Com o personagem parado, o cenário da cidade poderia até ficar bem bonito e poderia ser possível enxergar edifícios longínquos perfeitamente, mas bastaria que Niko Bellic desse um passo para que uma verdadeira apresentação de slides se iniciasse.Para que isso seja evitado, os cenários dos games são carregados à medida que se avança pelos estágios, sendo que aquilo que é chamado de pop in ocorre quando isso se torna perceptível aos olhos de quem está observando a tela de jogo. Se ainda hoje os produtores exercem a sua criatividade na hora de desenvolver formas de evitar que essa falha ocorra (ainda que muitas vezes sem sucesso), com a capacidade de processamento dos consoles antigos tudo era ainda mais complicado.

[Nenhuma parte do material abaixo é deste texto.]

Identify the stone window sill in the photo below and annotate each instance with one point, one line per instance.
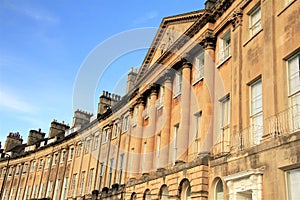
(253, 36)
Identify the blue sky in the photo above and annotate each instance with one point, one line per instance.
(43, 44)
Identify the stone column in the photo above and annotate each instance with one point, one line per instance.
(165, 133)
(137, 139)
(209, 43)
(150, 151)
(236, 94)
(183, 134)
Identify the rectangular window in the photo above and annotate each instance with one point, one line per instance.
(178, 83)
(73, 186)
(110, 171)
(34, 192)
(71, 153)
(40, 164)
(42, 190)
(90, 183)
(10, 171)
(79, 149)
(101, 175)
(25, 168)
(27, 192)
(65, 188)
(48, 161)
(12, 195)
(4, 195)
(175, 134)
(224, 47)
(19, 193)
(87, 146)
(147, 110)
(255, 21)
(293, 184)
(198, 132)
(135, 115)
(160, 101)
(82, 182)
(18, 170)
(63, 156)
(96, 143)
(116, 129)
(121, 167)
(56, 190)
(125, 123)
(144, 156)
(225, 121)
(32, 167)
(256, 112)
(49, 189)
(294, 91)
(157, 153)
(199, 66)
(55, 159)
(131, 160)
(294, 79)
(106, 135)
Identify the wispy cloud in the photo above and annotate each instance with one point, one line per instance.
(37, 14)
(146, 17)
(10, 101)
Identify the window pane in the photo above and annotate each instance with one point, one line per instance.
(294, 78)
(256, 98)
(293, 182)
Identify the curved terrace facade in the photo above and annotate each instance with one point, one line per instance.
(212, 113)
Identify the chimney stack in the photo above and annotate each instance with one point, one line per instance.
(57, 128)
(12, 140)
(131, 79)
(35, 136)
(80, 118)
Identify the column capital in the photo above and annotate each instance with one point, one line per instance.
(140, 100)
(237, 18)
(168, 75)
(208, 40)
(186, 64)
(130, 110)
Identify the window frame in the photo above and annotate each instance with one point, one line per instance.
(199, 65)
(224, 50)
(125, 123)
(287, 180)
(255, 27)
(177, 89)
(255, 139)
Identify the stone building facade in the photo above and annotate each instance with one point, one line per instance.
(213, 113)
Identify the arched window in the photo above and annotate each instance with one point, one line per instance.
(164, 193)
(219, 191)
(185, 190)
(147, 195)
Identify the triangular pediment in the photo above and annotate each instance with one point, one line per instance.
(171, 28)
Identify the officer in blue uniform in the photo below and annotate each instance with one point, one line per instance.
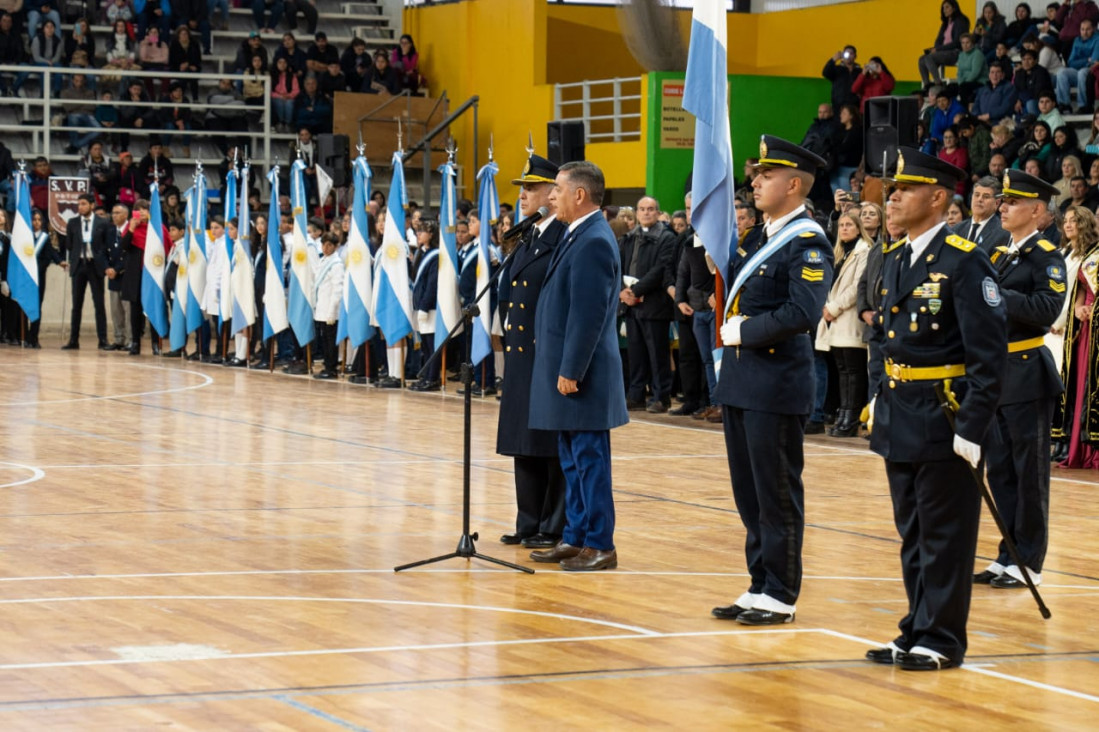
(943, 321)
(576, 384)
(1032, 284)
(540, 484)
(778, 288)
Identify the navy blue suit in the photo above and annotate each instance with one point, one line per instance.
(574, 328)
(766, 390)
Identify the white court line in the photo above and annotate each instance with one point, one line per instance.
(36, 474)
(208, 380)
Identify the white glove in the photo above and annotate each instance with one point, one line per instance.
(967, 451)
(731, 331)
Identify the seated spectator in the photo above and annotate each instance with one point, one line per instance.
(36, 12)
(274, 14)
(997, 99)
(153, 13)
(120, 10)
(174, 117)
(1084, 54)
(142, 118)
(973, 68)
(1031, 80)
(953, 25)
(251, 46)
(185, 55)
(311, 109)
(956, 155)
(321, 54)
(46, 51)
(155, 167)
(285, 89)
(80, 45)
(380, 77)
(1019, 28)
(308, 10)
(332, 80)
(11, 48)
(406, 62)
(875, 80)
(990, 29)
(293, 55)
(226, 113)
(254, 88)
(79, 106)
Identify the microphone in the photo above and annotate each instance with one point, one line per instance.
(526, 223)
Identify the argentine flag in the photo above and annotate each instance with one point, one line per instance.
(275, 320)
(706, 96)
(448, 302)
(153, 300)
(488, 206)
(196, 255)
(358, 288)
(300, 311)
(22, 273)
(393, 311)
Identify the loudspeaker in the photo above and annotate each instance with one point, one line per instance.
(890, 121)
(565, 141)
(333, 152)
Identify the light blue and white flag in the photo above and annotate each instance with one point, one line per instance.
(275, 319)
(358, 276)
(706, 96)
(301, 303)
(22, 273)
(393, 310)
(153, 300)
(196, 256)
(447, 299)
(488, 207)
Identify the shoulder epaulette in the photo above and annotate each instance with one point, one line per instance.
(959, 243)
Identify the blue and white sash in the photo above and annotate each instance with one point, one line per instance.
(788, 234)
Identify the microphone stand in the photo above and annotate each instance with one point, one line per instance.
(466, 546)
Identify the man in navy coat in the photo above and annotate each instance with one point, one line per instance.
(576, 386)
(766, 383)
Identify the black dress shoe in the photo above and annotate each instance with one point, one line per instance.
(541, 541)
(985, 577)
(728, 612)
(757, 617)
(1007, 581)
(590, 559)
(920, 662)
(885, 655)
(558, 553)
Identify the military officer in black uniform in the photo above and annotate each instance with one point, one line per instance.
(943, 321)
(540, 484)
(765, 386)
(1032, 284)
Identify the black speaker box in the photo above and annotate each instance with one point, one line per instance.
(333, 152)
(889, 122)
(564, 141)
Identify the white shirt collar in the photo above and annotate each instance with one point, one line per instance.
(920, 243)
(777, 224)
(576, 223)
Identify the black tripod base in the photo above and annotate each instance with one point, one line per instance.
(466, 550)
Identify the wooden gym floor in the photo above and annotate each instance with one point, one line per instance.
(190, 546)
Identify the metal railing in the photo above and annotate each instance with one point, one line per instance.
(610, 109)
(42, 133)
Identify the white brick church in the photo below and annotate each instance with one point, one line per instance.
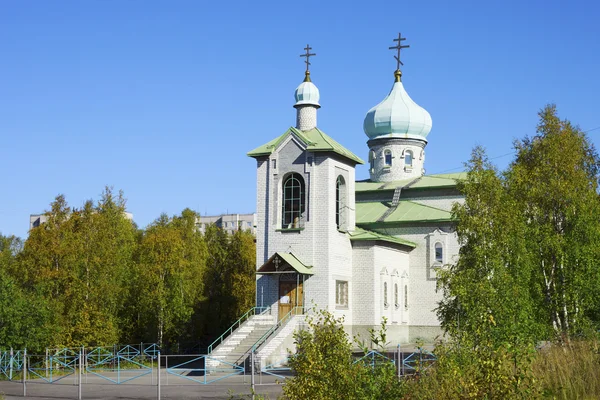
(363, 250)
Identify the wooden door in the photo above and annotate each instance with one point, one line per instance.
(290, 296)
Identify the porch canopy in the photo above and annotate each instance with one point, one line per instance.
(284, 263)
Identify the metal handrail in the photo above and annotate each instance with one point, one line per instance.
(283, 320)
(236, 324)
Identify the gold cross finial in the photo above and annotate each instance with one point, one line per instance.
(307, 55)
(399, 47)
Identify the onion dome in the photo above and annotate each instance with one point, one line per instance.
(307, 93)
(397, 116)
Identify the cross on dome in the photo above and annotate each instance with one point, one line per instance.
(399, 47)
(307, 55)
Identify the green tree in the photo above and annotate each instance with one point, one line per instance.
(529, 241)
(324, 368)
(230, 278)
(25, 321)
(169, 274)
(78, 261)
(555, 180)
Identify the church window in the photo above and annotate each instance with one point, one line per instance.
(387, 154)
(340, 202)
(341, 294)
(439, 252)
(385, 302)
(293, 202)
(408, 158)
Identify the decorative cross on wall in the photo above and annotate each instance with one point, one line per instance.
(276, 261)
(308, 54)
(399, 47)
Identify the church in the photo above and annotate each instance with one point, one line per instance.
(363, 250)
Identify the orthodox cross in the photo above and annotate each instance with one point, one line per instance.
(276, 261)
(308, 54)
(399, 47)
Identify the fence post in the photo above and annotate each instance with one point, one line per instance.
(158, 377)
(24, 372)
(398, 361)
(80, 374)
(46, 362)
(11, 364)
(252, 385)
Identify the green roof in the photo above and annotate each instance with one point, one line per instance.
(438, 181)
(291, 263)
(406, 212)
(315, 141)
(363, 234)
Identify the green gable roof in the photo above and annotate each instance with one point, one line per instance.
(363, 234)
(439, 181)
(406, 212)
(291, 263)
(315, 141)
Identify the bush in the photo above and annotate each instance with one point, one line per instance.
(324, 367)
(569, 371)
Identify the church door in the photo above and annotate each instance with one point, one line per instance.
(290, 296)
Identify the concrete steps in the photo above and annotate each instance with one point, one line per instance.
(234, 350)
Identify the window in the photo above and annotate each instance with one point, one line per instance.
(408, 158)
(385, 303)
(387, 154)
(340, 202)
(341, 294)
(439, 252)
(293, 202)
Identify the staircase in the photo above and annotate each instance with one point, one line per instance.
(276, 351)
(235, 349)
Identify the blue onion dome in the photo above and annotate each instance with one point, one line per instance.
(397, 116)
(307, 93)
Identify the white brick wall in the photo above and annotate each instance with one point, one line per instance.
(398, 170)
(365, 265)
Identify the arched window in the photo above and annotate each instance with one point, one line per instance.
(385, 303)
(387, 155)
(340, 202)
(408, 158)
(439, 252)
(372, 160)
(293, 202)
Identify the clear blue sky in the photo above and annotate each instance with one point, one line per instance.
(164, 99)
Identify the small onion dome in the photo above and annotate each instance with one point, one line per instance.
(307, 93)
(397, 116)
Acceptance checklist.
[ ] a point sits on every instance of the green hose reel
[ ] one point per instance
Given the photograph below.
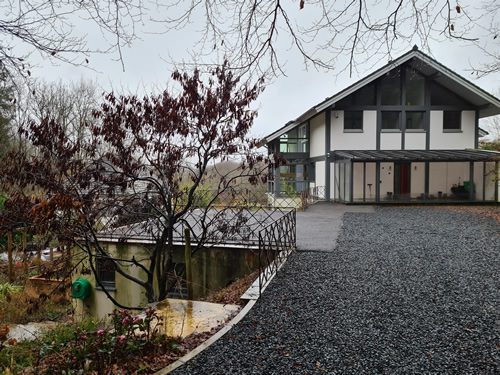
(80, 289)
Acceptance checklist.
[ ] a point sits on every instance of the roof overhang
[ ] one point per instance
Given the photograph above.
(416, 155)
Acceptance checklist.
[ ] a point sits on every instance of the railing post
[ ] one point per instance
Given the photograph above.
(25, 251)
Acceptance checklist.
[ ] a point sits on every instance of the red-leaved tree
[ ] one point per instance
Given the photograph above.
(140, 168)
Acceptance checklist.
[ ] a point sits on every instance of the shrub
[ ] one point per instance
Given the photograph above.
(97, 350)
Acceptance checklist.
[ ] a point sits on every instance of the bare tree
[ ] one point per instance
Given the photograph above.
(138, 152)
(254, 35)
(53, 30)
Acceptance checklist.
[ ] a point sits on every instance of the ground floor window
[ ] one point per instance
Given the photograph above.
(294, 178)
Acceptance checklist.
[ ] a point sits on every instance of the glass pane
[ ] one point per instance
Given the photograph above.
(390, 120)
(391, 88)
(365, 95)
(415, 88)
(353, 120)
(442, 96)
(414, 120)
(451, 120)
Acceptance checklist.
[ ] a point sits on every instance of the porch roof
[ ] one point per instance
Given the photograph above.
(417, 155)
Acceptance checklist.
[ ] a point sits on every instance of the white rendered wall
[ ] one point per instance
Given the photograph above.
(386, 179)
(320, 173)
(317, 135)
(390, 141)
(415, 141)
(417, 171)
(365, 140)
(440, 140)
(442, 176)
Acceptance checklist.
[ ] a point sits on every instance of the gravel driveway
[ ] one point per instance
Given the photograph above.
(406, 291)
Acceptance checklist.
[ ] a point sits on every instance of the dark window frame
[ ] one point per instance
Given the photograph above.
(105, 273)
(388, 130)
(353, 121)
(457, 121)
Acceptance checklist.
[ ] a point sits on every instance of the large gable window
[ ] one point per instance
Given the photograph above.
(390, 88)
(296, 140)
(452, 121)
(415, 88)
(353, 121)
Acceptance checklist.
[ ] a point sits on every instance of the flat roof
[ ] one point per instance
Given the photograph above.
(417, 155)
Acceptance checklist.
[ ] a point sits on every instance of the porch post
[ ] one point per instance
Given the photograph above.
(351, 186)
(328, 121)
(427, 173)
(364, 181)
(496, 182)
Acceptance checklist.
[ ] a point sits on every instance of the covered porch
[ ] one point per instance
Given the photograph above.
(425, 176)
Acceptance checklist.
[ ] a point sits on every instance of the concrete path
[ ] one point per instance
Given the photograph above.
(319, 225)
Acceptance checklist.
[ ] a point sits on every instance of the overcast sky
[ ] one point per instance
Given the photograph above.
(147, 68)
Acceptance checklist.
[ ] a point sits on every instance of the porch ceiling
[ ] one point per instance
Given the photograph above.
(417, 155)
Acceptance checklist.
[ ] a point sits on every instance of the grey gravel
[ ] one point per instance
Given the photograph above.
(406, 291)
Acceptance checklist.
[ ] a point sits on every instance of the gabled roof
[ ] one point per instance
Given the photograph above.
(417, 155)
(488, 104)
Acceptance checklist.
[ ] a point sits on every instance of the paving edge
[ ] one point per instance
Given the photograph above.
(183, 360)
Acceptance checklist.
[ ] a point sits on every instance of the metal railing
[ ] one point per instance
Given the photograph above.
(276, 242)
(313, 195)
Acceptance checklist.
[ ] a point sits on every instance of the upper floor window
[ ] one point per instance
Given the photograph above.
(296, 140)
(353, 120)
(105, 272)
(415, 88)
(415, 120)
(452, 120)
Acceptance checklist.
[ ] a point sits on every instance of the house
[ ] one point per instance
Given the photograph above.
(407, 132)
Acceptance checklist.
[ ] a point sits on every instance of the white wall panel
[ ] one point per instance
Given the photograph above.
(317, 135)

Por exemplo, para que modelos tridimensionais pudessem rodar em video games como o primeiro PlayStation, os seus níveis de detalhe eram compatíveis com o que era possível fazer com os processadores da época. Além disso, era necessário manipular bem características gráficas como draw distance (expressão no mesmo idioma que, em tradução livre, significa “desenho da distância”) além de usar e abusar de recursos como o fog (névoa, em inglês) para disfarçar ao máximo o carregamento do ambiente.Mesmo com o crescente aumento da capacidade de processamento das CPUs e GPUs disponíveis seja muito maior, tais técnicas ainda são utilizadas, além de serem muito importantes para que o grau de refinamento obtido não seja prejudicado.